Senior Secured Credit Facility
The Company has a senior secured credit facility, referred to as the Credit Facility. Under the Credit Facility, aggregate borrowing commitments total approximately $1.24 billion, composed of $1.0 billion of revolving commitments and a term loan in the principal amount of $244 million (the “Term Loan”) as of June 30, 2016. As of June 30, 2016 and December 31, 2015, outstanding revolving loans under the Credit Facility included approximately $91 million and $88 million, respectively, of borrowings denominated in foreign currencies, and accrued interest at a weighted average rate of approximately 2.95% per annum as of both June 30, 2016 and December 31, 2015. The Term Loan accrued interest at a rate of 2.46% and 2.42% as of June 30, 2016 and December 31, 2015, respectively. In May 2016, the Credit Facility was amended to increase the maximum amount available for letters of credit from $450 million to $650 million. Letters of credit of approximately $337.8 million and $292.8 million were issued as of June 30, 2016 and December 31, 2015, respectively. As of both June 30, 2016 and December 31, 2015, letter of credit fees accrued at 1% per annum for performance standby letters of credit and at 2% for financial standby letters of credit. Outstanding letters of credit mature at various dates and most have automatic renewal provisions, subject to prior notice of cancellation. As of June 30, 2016 and December 31, 2015, borrowing capacity of $354.6 million and $498.7 million, respectively, was available for revolving loans, or up to $312.2 million and $157.2 million, respectively, for new letters of credit. Borrowing capacity as of June 30, 2016 and December 31, 2015 included $108.7 million and $111.8 million, respectively, of availability in either Canadian dollars or Mexican pesos. The unused facility fee was 0.40% as of both June 30, 2016 and December 31, 2015. The Credit Facility is guaranteed by certain subsidiaries of the Company (the “Guarantor Subsidiaries”), and the obligations under the Credit Facility are secured by substantially all of the Company’s and the Guarantor Subsidiaries’ respective assets, subject to certain exceptions.

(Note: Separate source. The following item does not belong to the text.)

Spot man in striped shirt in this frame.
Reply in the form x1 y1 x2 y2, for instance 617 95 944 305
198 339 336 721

Other Credit Facilities. The Company has other credit facilities that support the working capital requirements of its foreign operations. Borrowings under these credit facilities, which have varying dates of maturity and are generally renewed on an annual basis, are primarily denominated in Canadian dollars. Maximum borrowing capacity totaled Canadian $40.0 million as of both June 30, 2016 and December 31, 2015, or approximately $30.9 million and $28.9 million, respectively. Outstanding borrowings totaled approximately $10.1 million and $16.4 million as of June 30, 2016 and December 31, 2015, respectively. Outstanding borrowings accrued interest at a weighted average rate of 3.6% as of both June 30, 2016 and December 31, 2015, respectively. Outstanding borrowings that are not renewed are repaid with borrowings under the Credit Facility. Accordingly, the carrying amounts of the Company’s borrowings under its other credit facilities are classified within long-term debt in the Company’s consolidated balance sheets. The Company’s other credit facilities are subject to customary provisions and covenants.

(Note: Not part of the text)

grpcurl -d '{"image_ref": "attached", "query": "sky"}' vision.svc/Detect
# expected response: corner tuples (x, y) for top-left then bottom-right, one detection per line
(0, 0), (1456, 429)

Debt Guarantees and Covenants
The 4.875% Senior Notes are senior unsecured unsubordinated obligations and rank equal in right of payment with existing and future unsubordinated debt, and rank senior in right of payment to existing and future subordinated debt and are fully and unconditionally guaranteed on an unsecured, unsubordinated, joint and several basis by certain of the Company’s existing and future 100%-owned direct and indirect domestic subsidiaries that are each guarantors of the Credit Facility or other outstanding indebtedness. See Note 16 - Supplemental Guarantor Condensed Unaudited Consolidating Financial Information.
MasTec was in compliance with the provisions and covenants contained in its outstanding debt instruments as of June 30, 2016 and December 31, 2015.
Additional Information
As of June 30, 2016 and December 31, 2015, accrued interest payable, which is recorded within other accrued expenses, totaled $8.6 million and $7.7 million, respectively. For detailed discussion and additional information pertaining to the Company’s debt instruments, see Note 8 - Debt in the Company’s 2015 Form 10-K.